Optimize fits.Header parsing #8428

saimn · 2019-02-15T23:16:00Z

Related to #5593, this implements one of the idea mentioned there: adding a fromcards class method to speed up the creation of a Header instance from a list of cards.
The other main change is some reorganization of keyword parsing (_parse_keyword), improving the most common case.
And probably a small bugfix with the return value from _check_if_rvkc_image which was not used. This was probably harmless, I guess the check was done again later.

The gain is significant (~12-13%) for files with many HDUs, below just computing the number of HDUs for a file with >300 extensions (the second command is using 100 extensions, the third only 10).

Before:

~/lib/astropy/fits-header
❯ python -m timeit -n 1 -r 5 -s "from astropy.io import fits" "print(len(fits.open('./scipost_white.fits')))"
336
336
336
336
336
1 loop, best of 5: 6.16 sec per loop

~/lib/astropy/fits-header 34s
❯ python -m timeit -n 1 -r 5 -s "from astropy.io import fits" "print(len(fits.open('./scipost_white.fits')[:100]))"
100
100
100
100
100
1 loop, best of 5: 1.85 sec per loop

~/lib/astropy/fits-header
❯ python -m timeit -n 5 -r 5 -s "from astropy.io import fits" "print(len(fits.open('./scipost_white.fits')[:10]))"
10
...
10
5 loops, best of 5: 167 msec per loop

After:

~/lib/astropy/fits-header
❯ python -m timeit -n 1 -r 5 -s "from astropy.io import fits" "print(len(fits.open('./scipost_white.fits')))"
336
336
336
336
336
1 loop, best of 5: 5.38 sec per loop

~/lib/astropy/fits-header 28s
❯ python -m timeit -n 1 -r 5 -s "from astropy.io import fits" "print(len(fits.open('./scipost_white.fits')[:100]))"
100
100
100
100
100
1 loop, best of 5: 1.64 sec per loop

~/lib/astropy/fits-header
❯ python -m timeit -n 5 -r 5 -s "from astropy.io import fits" "print(len(fits.open('./scipost_white.fits')[:10]))"
10
...
10
5 loops, best of 5: 152 msec per loop

I'm also working on other ideas from #5593, but this will take more time, so let's go with this for now!

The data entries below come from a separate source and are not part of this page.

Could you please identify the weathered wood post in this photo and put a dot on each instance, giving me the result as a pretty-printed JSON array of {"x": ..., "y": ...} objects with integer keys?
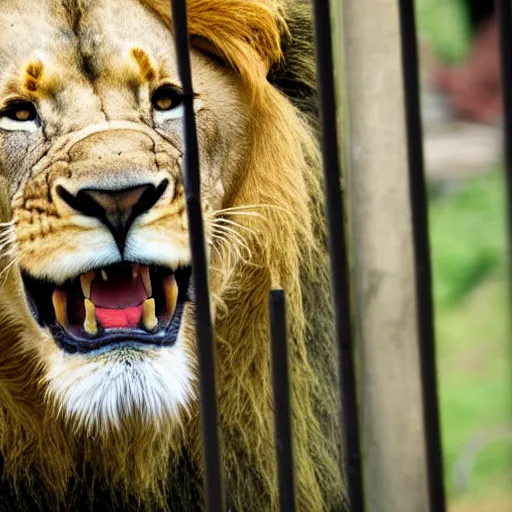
[{"x": 382, "y": 256}]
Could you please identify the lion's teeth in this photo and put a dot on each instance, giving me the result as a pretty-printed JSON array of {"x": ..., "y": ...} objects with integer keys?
[
  {"x": 146, "y": 281},
  {"x": 148, "y": 315},
  {"x": 90, "y": 324},
  {"x": 171, "y": 294},
  {"x": 85, "y": 281},
  {"x": 59, "y": 300}
]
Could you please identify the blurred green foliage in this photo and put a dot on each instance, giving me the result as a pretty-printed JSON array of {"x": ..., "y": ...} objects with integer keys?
[
  {"x": 467, "y": 229},
  {"x": 445, "y": 24}
]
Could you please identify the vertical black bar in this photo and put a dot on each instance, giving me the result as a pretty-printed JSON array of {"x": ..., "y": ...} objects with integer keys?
[
  {"x": 419, "y": 211},
  {"x": 204, "y": 335},
  {"x": 281, "y": 385},
  {"x": 337, "y": 250},
  {"x": 504, "y": 8}
]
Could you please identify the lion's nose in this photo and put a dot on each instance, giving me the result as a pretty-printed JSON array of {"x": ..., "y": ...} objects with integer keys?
[{"x": 117, "y": 209}]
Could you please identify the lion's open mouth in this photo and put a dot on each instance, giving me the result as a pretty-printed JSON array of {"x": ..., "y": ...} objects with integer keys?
[{"x": 116, "y": 304}]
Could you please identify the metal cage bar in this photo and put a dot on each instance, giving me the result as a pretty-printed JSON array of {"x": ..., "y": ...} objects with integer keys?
[
  {"x": 421, "y": 246},
  {"x": 337, "y": 251},
  {"x": 282, "y": 412},
  {"x": 215, "y": 500}
]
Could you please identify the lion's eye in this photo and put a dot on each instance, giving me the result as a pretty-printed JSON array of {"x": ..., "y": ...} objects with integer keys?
[
  {"x": 19, "y": 116},
  {"x": 168, "y": 103},
  {"x": 166, "y": 98}
]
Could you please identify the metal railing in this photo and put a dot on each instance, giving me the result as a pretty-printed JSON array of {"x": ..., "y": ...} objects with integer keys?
[{"x": 351, "y": 429}]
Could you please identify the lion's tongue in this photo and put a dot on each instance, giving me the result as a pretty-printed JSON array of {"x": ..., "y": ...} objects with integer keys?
[{"x": 118, "y": 300}]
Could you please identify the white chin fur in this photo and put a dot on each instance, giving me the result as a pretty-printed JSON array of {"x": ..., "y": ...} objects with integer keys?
[{"x": 97, "y": 392}]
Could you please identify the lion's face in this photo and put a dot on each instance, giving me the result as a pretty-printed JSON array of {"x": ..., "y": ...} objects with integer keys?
[{"x": 97, "y": 242}]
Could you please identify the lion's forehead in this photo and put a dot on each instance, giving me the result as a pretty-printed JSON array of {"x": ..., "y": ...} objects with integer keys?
[{"x": 77, "y": 47}]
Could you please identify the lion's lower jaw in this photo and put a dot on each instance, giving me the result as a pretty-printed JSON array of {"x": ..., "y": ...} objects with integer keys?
[{"x": 126, "y": 386}]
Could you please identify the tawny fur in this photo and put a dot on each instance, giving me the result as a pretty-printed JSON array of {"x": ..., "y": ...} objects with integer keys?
[{"x": 270, "y": 233}]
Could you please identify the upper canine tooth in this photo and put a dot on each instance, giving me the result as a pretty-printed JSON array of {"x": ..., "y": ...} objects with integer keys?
[
  {"x": 171, "y": 294},
  {"x": 59, "y": 300},
  {"x": 85, "y": 281},
  {"x": 90, "y": 324},
  {"x": 146, "y": 280},
  {"x": 148, "y": 314}
]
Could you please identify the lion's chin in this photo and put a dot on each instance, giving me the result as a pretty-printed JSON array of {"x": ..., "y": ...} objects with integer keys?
[{"x": 125, "y": 385}]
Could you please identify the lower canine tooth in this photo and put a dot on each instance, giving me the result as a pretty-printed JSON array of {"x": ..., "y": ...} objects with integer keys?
[
  {"x": 85, "y": 281},
  {"x": 146, "y": 281},
  {"x": 59, "y": 300},
  {"x": 171, "y": 294},
  {"x": 90, "y": 324},
  {"x": 148, "y": 314}
]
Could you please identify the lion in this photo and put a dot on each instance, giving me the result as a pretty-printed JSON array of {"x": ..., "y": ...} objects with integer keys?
[{"x": 99, "y": 400}]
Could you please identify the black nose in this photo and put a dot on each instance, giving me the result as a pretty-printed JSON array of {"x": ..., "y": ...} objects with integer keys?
[{"x": 117, "y": 209}]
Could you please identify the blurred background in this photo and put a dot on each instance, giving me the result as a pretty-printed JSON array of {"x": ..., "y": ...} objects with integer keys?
[{"x": 462, "y": 115}]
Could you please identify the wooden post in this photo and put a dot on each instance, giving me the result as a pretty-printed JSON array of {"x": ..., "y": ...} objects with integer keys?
[{"x": 380, "y": 225}]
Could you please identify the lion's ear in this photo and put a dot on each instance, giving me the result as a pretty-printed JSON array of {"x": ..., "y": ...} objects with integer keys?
[{"x": 245, "y": 34}]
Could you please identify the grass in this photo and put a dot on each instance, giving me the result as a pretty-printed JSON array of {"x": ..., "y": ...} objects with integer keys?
[{"x": 474, "y": 351}]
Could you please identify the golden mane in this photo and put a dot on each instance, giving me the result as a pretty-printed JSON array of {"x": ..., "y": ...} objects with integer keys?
[{"x": 269, "y": 45}]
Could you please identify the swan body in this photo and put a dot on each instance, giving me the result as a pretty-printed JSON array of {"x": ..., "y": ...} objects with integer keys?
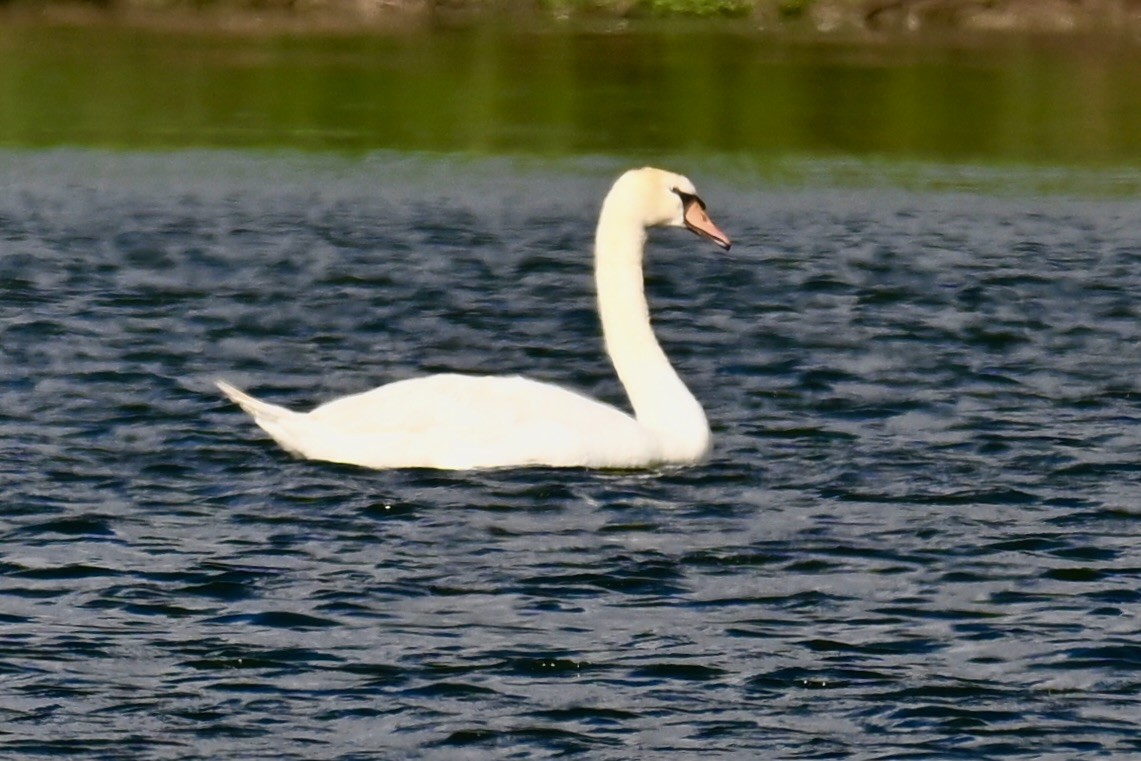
[{"x": 459, "y": 422}]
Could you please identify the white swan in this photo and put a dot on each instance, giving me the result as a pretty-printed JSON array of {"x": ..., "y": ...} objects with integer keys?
[{"x": 462, "y": 422}]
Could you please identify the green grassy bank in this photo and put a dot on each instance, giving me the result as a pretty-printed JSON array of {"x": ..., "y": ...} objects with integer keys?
[{"x": 1119, "y": 18}]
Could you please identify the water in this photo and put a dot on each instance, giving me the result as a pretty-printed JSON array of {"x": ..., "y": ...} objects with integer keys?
[{"x": 917, "y": 535}]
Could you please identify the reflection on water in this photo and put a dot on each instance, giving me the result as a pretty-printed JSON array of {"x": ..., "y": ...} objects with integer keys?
[{"x": 644, "y": 91}]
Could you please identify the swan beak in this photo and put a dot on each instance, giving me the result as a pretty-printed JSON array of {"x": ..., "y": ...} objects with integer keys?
[{"x": 698, "y": 221}]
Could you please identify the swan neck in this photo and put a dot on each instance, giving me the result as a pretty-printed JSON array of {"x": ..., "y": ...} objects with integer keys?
[{"x": 660, "y": 399}]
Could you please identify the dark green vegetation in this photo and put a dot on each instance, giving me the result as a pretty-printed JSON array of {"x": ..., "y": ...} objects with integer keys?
[{"x": 646, "y": 90}]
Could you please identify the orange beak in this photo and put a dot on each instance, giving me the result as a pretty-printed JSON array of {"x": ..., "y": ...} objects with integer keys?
[{"x": 698, "y": 221}]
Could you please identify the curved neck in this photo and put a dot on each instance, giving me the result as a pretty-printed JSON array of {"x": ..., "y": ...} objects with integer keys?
[{"x": 660, "y": 398}]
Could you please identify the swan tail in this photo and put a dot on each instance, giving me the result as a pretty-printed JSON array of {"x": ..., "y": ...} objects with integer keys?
[
  {"x": 277, "y": 421},
  {"x": 257, "y": 409}
]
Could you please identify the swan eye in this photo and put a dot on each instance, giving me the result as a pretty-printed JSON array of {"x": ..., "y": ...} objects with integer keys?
[{"x": 688, "y": 197}]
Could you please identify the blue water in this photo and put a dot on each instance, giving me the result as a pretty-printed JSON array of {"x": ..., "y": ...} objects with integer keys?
[{"x": 919, "y": 535}]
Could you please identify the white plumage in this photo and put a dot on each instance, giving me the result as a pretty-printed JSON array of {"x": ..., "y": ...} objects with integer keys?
[{"x": 460, "y": 422}]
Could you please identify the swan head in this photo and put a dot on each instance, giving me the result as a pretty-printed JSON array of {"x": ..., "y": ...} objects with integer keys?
[{"x": 664, "y": 199}]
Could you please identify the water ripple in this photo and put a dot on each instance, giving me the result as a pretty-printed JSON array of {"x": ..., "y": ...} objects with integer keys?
[{"x": 917, "y": 535}]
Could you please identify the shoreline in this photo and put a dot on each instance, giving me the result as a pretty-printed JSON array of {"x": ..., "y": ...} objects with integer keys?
[{"x": 881, "y": 21}]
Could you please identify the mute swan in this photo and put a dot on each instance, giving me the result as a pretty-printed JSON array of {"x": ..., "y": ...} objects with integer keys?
[{"x": 460, "y": 422}]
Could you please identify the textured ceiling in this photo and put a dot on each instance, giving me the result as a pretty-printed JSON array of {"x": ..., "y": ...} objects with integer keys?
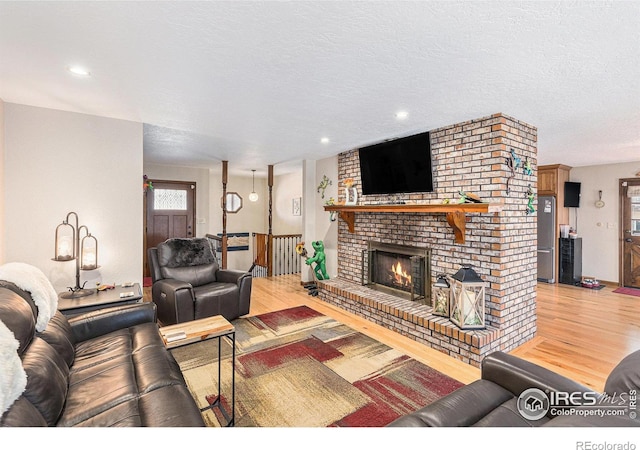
[{"x": 260, "y": 83}]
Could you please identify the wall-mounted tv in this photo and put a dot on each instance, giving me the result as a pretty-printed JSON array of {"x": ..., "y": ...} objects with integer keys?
[
  {"x": 399, "y": 166},
  {"x": 571, "y": 194}
]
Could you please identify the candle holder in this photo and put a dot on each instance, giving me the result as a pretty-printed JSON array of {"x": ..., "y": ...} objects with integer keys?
[
  {"x": 69, "y": 247},
  {"x": 467, "y": 299}
]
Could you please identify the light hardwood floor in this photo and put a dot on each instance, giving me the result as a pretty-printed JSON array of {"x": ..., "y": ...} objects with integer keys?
[{"x": 582, "y": 334}]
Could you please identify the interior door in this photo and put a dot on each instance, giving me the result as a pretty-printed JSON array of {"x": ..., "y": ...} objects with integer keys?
[
  {"x": 170, "y": 213},
  {"x": 630, "y": 230}
]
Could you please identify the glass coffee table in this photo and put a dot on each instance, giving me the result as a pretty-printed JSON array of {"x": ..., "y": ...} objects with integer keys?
[{"x": 186, "y": 333}]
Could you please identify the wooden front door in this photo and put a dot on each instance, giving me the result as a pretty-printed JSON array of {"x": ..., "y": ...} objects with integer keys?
[
  {"x": 170, "y": 213},
  {"x": 630, "y": 231}
]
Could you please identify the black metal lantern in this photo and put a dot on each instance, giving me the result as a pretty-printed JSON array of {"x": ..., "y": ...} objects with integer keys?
[
  {"x": 441, "y": 292},
  {"x": 467, "y": 299}
]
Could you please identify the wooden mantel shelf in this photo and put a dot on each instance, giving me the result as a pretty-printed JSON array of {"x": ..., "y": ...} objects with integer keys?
[{"x": 456, "y": 213}]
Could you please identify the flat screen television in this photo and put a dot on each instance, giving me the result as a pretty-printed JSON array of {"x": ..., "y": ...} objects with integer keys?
[
  {"x": 399, "y": 166},
  {"x": 571, "y": 194}
]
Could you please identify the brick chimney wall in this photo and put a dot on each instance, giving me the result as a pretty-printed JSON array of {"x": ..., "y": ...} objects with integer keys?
[{"x": 472, "y": 157}]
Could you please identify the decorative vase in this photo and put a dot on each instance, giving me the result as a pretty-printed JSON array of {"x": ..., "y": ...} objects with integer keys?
[{"x": 351, "y": 196}]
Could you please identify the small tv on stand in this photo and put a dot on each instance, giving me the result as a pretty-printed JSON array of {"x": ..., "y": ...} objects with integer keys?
[{"x": 571, "y": 194}]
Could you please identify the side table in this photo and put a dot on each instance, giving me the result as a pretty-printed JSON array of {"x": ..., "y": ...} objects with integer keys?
[
  {"x": 100, "y": 299},
  {"x": 199, "y": 330}
]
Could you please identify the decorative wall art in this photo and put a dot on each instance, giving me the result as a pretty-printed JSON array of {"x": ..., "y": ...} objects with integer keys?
[
  {"x": 237, "y": 241},
  {"x": 350, "y": 193},
  {"x": 324, "y": 184}
]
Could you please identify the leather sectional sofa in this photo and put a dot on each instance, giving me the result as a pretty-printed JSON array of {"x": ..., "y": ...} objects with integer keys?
[
  {"x": 493, "y": 401},
  {"x": 106, "y": 368}
]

codecov · 2019-02-15T23:36:06Z

Codecov Report

Merging #8428 into master will increase coverage by <.01%.
The diff coverage is 100%.

@@            Coverage Diff             @@
##           master    #8428      +/-   ##
==========================================
+ Coverage   86.77%   86.78%   +<.01%     
==========================================
  Files         387      387              
  Lines       58109    58125      +16     
  Branches     1060     1060              
==========================================
+ Hits        50426    50442      +16     
  Misses       7068     7068              
  Partials      615      615

Impacted Files	Coverage Δ
astropy/io/fits/header.py	`96.17% <100%> (+0.06%)`	⬆️
astropy/io/fits/card.py	`86.48% <100%> (+0.06%)`	⬆️

Continue to review full report at Codecov.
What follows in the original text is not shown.